De este modo salía de la Orden de san Benito una suavidad del Espíritu Santo, con la cual se edificaban y renovaban muchos monasterios.
Para consuelo de muchos me ha dado Dios tres centellas, en las cuales entiendo muchas. La primera está sacada de un cristal con el calor y resplandor del sol, la cual ha prendido ya en una estopa seca, para que se venga a hacer un gran fuego: la segunda está sacada de un pedernal duro, y la tercera de un árbol silvestre que tiene muchas raíces y hojas.

Por la centella del cristal entiendo las almas que son frías y frágiles en el amor de Dios, como lo es el cristal, pero que desean ser perfectas y piden a Dios su ayuda para ello. Este buen deseo lleva el alma a Dios, y merece que se le aumenten las tribulaciones, con las que probada, se aparte de la mala tentación, hasta que en enviando Dios los rayos de su amor, se fije en su alma vacía de los deleites de tal modo, que ya no quiera vivir sino para honra de Dios.
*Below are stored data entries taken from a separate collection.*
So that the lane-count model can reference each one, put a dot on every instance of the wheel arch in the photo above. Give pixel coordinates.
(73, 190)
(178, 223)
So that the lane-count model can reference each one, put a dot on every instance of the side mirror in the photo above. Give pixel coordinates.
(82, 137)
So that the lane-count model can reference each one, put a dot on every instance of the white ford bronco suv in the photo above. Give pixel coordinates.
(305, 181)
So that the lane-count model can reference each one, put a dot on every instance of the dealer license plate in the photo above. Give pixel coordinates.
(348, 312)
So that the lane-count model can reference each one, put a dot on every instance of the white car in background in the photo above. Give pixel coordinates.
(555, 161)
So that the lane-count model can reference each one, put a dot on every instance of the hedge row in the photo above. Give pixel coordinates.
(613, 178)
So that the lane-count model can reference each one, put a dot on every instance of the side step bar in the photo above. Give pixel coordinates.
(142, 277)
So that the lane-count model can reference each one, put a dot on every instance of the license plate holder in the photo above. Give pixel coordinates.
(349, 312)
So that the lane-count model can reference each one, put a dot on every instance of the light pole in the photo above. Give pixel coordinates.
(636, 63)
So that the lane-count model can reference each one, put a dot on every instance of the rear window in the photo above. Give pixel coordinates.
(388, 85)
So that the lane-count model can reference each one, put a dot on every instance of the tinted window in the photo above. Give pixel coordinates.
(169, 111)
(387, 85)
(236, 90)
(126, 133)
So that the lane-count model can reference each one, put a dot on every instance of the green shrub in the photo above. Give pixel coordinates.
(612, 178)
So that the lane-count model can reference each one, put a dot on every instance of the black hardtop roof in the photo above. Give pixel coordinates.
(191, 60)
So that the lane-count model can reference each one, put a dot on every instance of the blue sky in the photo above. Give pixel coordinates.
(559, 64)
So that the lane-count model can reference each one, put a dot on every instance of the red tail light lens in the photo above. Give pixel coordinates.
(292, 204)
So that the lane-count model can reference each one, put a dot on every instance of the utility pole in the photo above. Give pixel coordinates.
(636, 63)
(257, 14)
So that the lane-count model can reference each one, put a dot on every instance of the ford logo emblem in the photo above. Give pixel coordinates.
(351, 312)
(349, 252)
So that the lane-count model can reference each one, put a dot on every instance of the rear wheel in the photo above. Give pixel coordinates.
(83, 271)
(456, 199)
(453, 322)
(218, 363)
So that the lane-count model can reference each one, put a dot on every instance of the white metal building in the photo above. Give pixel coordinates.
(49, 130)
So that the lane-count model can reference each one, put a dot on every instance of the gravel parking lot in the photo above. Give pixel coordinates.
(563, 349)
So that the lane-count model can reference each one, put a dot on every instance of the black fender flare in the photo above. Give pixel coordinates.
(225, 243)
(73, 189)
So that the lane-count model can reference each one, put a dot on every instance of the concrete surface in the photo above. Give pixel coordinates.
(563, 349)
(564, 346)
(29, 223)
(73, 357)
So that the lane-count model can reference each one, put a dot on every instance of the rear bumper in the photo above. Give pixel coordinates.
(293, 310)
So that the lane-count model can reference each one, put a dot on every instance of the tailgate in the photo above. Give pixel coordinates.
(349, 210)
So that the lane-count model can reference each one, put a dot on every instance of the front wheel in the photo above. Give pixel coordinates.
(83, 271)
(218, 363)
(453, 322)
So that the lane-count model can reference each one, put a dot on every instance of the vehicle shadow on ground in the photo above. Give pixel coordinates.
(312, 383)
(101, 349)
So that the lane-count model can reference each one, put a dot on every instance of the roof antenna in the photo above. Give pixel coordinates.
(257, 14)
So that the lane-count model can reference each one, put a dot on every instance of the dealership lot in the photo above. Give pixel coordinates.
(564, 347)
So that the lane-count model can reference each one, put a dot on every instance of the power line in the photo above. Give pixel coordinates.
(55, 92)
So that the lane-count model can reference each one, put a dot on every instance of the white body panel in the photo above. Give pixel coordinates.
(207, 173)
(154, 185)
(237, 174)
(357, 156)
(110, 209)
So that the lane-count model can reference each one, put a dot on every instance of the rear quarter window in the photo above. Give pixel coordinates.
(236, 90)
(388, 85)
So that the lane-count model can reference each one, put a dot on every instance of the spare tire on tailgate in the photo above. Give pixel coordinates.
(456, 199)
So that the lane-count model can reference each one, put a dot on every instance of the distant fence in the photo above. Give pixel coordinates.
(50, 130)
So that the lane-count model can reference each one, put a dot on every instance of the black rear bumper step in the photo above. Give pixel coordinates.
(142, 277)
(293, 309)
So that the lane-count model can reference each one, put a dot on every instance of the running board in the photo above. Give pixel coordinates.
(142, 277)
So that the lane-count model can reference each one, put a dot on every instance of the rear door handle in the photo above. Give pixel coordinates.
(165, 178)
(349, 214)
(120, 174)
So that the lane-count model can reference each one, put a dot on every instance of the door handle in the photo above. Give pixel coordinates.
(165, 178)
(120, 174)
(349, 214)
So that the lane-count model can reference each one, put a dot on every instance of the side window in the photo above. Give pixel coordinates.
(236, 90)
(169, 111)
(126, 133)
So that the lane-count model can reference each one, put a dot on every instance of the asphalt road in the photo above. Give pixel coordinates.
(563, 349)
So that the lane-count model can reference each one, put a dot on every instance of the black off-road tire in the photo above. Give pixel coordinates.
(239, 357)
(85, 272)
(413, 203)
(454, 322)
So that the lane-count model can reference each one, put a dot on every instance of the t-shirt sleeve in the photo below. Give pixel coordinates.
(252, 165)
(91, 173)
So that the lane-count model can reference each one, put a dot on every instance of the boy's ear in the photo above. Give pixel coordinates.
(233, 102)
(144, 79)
Por la centella del pedernal se entiende la soberbia; porque no hay mayor dureza que la soberbia del alma de aquel que desea ser alabado por todos, y ambiciona al mismo tiempo ser llamado humilde y parecer devoto. Ni tampoco hay nada más abominable que un alma que piense preferirse a todos, y no consiente ser reprendida ni enseñada por nadie. No obstante, muchos de estos soberbios piden a Dios que arranque de sus corazones la ambición y la soberbia, y se digna oirlos el Señor, y con la cooperación de la buena voluntad aparta de sus corazones esos vicios, y a veces otros menores con que se daban al regalo, y los desvía de las cosas terrenales, incitándolos a que aspiren a las del cielo.
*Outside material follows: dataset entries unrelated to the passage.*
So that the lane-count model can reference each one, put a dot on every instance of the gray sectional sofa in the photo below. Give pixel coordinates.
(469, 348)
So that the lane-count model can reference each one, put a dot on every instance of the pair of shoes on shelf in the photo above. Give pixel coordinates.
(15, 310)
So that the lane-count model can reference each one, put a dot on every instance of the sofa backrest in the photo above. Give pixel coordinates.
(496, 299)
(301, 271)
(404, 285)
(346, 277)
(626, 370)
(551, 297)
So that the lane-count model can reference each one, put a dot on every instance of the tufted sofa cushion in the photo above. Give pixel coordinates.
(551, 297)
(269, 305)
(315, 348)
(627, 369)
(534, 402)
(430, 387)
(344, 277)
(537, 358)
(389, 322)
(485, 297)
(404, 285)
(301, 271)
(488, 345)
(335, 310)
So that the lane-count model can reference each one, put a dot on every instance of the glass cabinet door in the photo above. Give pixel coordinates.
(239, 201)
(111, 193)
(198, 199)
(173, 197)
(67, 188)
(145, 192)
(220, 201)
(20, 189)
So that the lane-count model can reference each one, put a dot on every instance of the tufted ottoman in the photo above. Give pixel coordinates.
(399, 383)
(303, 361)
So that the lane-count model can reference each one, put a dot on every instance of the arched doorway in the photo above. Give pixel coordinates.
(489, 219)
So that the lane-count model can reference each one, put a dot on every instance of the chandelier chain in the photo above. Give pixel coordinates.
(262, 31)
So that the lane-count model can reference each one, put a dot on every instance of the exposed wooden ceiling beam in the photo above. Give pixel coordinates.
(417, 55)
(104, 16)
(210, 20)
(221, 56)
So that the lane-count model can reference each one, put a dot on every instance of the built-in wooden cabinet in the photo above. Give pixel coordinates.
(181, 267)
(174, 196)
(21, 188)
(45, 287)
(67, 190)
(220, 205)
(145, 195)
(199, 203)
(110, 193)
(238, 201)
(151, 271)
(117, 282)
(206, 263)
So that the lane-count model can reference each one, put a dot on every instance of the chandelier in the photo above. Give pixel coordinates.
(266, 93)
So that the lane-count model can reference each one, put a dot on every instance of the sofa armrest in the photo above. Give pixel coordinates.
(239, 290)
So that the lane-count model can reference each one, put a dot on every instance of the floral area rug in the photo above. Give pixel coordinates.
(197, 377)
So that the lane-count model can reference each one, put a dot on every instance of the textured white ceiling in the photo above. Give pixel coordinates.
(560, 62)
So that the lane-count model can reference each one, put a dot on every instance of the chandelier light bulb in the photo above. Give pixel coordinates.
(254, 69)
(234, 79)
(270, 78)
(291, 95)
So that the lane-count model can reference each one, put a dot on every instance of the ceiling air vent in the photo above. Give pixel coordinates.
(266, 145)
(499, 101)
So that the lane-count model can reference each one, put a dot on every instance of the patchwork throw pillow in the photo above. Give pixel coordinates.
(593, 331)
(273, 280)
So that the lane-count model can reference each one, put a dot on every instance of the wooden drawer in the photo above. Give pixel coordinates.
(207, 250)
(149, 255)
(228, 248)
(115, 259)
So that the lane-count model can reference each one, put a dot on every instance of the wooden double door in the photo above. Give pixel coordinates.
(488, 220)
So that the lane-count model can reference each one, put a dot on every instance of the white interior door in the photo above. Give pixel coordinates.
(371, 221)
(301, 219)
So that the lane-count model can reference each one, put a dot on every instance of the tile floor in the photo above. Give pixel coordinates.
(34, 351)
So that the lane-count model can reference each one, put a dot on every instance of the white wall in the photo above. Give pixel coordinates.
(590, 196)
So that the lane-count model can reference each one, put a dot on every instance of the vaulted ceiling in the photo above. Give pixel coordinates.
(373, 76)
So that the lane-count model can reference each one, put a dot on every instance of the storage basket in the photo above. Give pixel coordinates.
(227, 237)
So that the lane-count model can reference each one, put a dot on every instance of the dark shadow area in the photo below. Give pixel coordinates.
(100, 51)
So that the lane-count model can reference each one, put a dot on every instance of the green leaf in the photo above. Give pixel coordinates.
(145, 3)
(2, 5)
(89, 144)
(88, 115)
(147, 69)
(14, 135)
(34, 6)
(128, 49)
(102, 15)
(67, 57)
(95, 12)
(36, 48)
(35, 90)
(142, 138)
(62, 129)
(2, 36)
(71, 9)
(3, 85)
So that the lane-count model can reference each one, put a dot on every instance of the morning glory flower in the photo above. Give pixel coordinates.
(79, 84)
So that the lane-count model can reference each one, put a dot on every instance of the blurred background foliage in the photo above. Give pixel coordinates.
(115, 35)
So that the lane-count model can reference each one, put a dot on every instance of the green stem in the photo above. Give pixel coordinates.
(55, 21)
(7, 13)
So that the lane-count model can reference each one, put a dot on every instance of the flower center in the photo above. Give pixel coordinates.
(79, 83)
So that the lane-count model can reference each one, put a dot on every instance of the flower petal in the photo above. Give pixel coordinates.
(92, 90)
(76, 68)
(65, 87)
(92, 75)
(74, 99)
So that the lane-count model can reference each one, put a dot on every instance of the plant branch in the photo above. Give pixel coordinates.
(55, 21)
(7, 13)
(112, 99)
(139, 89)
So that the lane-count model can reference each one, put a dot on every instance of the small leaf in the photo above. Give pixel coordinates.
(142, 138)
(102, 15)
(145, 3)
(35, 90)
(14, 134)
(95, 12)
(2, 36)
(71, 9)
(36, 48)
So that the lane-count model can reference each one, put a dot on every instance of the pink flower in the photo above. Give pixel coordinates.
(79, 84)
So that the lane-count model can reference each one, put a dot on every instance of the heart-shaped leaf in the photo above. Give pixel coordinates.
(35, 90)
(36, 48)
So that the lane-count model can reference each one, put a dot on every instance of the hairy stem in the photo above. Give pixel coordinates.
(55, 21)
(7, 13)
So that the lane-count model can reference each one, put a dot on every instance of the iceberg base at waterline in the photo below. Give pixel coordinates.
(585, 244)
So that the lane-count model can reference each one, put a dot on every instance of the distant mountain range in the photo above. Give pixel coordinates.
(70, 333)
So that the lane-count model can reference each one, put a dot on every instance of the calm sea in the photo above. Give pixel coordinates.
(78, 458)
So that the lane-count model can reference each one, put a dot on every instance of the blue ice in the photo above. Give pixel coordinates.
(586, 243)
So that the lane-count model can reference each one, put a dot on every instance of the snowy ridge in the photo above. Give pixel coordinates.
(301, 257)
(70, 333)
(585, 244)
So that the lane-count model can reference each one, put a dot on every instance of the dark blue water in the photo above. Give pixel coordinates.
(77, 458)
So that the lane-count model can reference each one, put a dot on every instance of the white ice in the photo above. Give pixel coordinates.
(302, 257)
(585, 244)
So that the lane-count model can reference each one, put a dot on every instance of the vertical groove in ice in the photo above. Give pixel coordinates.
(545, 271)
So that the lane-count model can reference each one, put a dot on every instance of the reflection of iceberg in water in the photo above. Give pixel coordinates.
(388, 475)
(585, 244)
Por la lumbre del árbol silvestre se entienden las almas, que criadas con la leche de la soberbia, sólo han producido vanidades, y desean tener todo el mundo y sus honras; pero como temen la muerte eterna, van cortando muchas ramas de pecados, que no dejaran de hacer, si no fuera por el temor de la muerte. Por este temor se llega Dios a tales almas, y les inspira su gracia para que el árbol inútil se haga fructuoso.